Lewis Silkin recently advised on a dispute between an intermediate landlord (IL) and their management company (MC) over who the Principal Accountable Person (PAP) was under Section 73 of the Building Safety Act 2022 (BSA). By no means an easy task…

The facts

The occupational underleases granted to the tenants of the building (the Occupational Underleases) set out the various rights and obligations of the IL and the MC in respect to the building. In particular, Clause 5 of the Occupational Underleases set out the MC’s covenants to both the occupational tenants and to the IL which included ‘to provide or procure […] the Services and facilities referred to in the Second Schedule’.

The Second Schedule of the Occupational Underleases specified that the MC must maintain, repair, renew, replace, rebuild, redecorate, clean and where appropriate light and heat the ‘Common Parts’ of the ‘Building’ and the ‘Block’.

The definition of the ‘Building’ within the Occupational Underleases was ‘the land and buildings […] more particularly described in the Superior Lease’. The definition of ‘Common Parts’ encompassed all those areas in common between the tenants. The Occupational Underleases, therefore, expressly placed the repairing obligations in relation to the common parts of the building onto the MC in their entirety.

The legal challenge

The MC was claiming that they were joint accountable persons (AP) with the IL under Section 72 of the BSA but that the IL was the sole relevant PAP under Section 73.

Section 72 of the BSA

Under S72(1)(a) of the BSA the AP can be either a person who holds a legal estate in possession in any part of the common parts or a non-legal estate holder who is responsible for repairing the common parts. This subsection covered both the MC and the IL.

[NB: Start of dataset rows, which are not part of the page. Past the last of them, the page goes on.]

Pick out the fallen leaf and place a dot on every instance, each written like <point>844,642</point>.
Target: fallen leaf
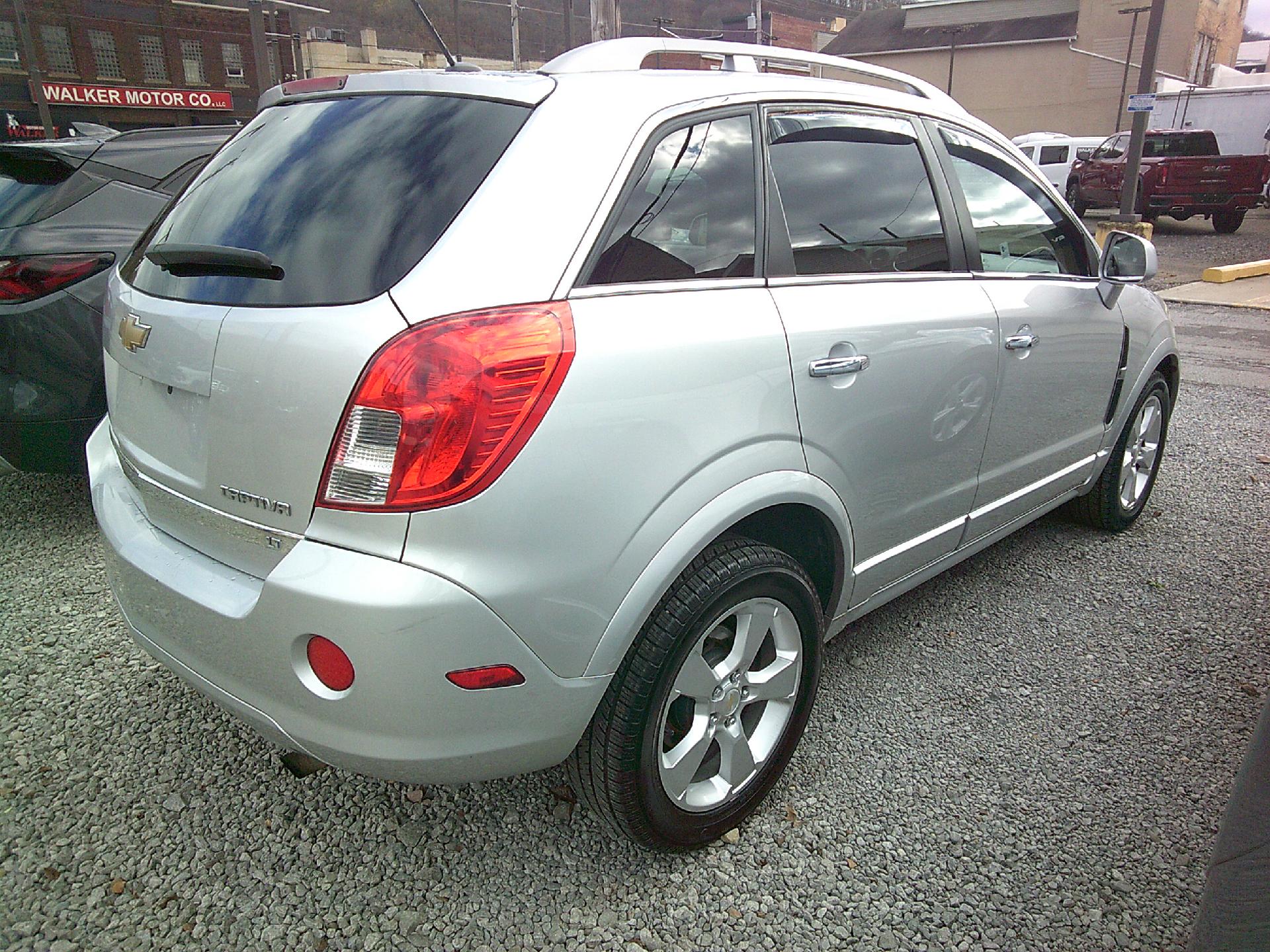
<point>564,793</point>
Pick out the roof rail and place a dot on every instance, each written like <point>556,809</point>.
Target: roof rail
<point>630,52</point>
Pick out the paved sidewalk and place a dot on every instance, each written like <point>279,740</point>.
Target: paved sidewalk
<point>1245,292</point>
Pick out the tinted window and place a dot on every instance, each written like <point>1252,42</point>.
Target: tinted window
<point>345,196</point>
<point>857,194</point>
<point>1053,155</point>
<point>34,186</point>
<point>691,214</point>
<point>1019,229</point>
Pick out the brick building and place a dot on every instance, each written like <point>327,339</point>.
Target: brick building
<point>130,63</point>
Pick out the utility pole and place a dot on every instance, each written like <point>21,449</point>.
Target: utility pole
<point>1146,81</point>
<point>1128,59</point>
<point>516,34</point>
<point>259,48</point>
<point>606,20</point>
<point>37,81</point>
<point>952,33</point>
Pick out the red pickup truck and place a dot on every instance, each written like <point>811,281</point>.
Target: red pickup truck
<point>1183,175</point>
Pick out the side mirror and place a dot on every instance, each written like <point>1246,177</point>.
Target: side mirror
<point>1127,259</point>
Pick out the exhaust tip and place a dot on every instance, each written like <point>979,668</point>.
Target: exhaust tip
<point>302,764</point>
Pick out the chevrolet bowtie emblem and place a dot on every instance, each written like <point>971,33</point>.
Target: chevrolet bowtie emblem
<point>134,333</point>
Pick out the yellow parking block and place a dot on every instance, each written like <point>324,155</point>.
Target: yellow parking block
<point>1223,273</point>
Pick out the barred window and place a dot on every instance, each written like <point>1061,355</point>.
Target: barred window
<point>8,45</point>
<point>106,55</point>
<point>192,59</point>
<point>58,48</point>
<point>153,60</point>
<point>233,56</point>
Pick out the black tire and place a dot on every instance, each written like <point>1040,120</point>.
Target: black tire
<point>1076,200</point>
<point>1101,507</point>
<point>1227,222</point>
<point>615,768</point>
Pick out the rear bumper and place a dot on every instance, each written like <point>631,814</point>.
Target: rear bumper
<point>240,640</point>
<point>1201,205</point>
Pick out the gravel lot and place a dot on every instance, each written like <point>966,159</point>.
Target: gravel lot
<point>1028,753</point>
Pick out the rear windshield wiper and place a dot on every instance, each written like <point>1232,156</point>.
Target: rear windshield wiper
<point>214,259</point>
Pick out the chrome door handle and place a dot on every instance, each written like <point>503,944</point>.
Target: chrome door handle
<point>1021,342</point>
<point>831,366</point>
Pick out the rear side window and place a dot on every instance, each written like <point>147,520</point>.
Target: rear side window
<point>691,214</point>
<point>857,194</point>
<point>345,196</point>
<point>1053,155</point>
<point>34,186</point>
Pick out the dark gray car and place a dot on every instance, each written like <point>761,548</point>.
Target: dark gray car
<point>69,208</point>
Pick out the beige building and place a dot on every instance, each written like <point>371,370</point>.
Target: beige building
<point>1043,65</point>
<point>332,52</point>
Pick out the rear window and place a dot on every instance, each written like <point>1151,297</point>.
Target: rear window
<point>345,196</point>
<point>1188,143</point>
<point>33,187</point>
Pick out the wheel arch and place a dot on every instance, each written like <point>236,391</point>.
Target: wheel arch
<point>790,510</point>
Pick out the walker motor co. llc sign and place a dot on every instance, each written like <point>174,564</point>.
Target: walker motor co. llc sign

However, Section 72(2)(a) then goes on to exclude any persons caught under S72(1)(a) where they have passed down their repairing obligations in respect of the common parts to another person who does not hold a legal estate in any part of the building:

“(2) A person (the estate owner) who holds a legal estate in possession in the common parts of a higher-risk building or any part of them (the relevant common parts) is not an accountable person for the building […] if—

(a) each long lease of which the estate owner is lessor provides that a particular person, who does not hold a legal estate in any part of the building, is under a relevant repairing obligation in relation to all of the relevant common parts”

Given that the IL had passed their full repairing obligations in respect of the common parts of the building to MC within the Occupational Underleases, the IL was accordingly excluded from being an AP by virtue of S72(2)(a) of the BSA.

Section 73 of the BSA

Section 73(1)(a) of the BSA then goes on to confirm that where there is only one AP, that person is also the PAP. In this case, the only AP was the MC and therefore the PAP was also the MC.


Where a landlord not in possession passes all their repairing responsibilities in respect of a building to a third party (who does not hold a legal estate in the building) they are prevented from becoming an AP under the BSA. If they are not an AP, they cannot be the PAP.

So, to decide ‘who’s who?” under the BSA registration provisions you must first confirm ‘what’s what?’ in relation to the repairing obligations. WARNING: cold towel advised for anyone reading the BSA!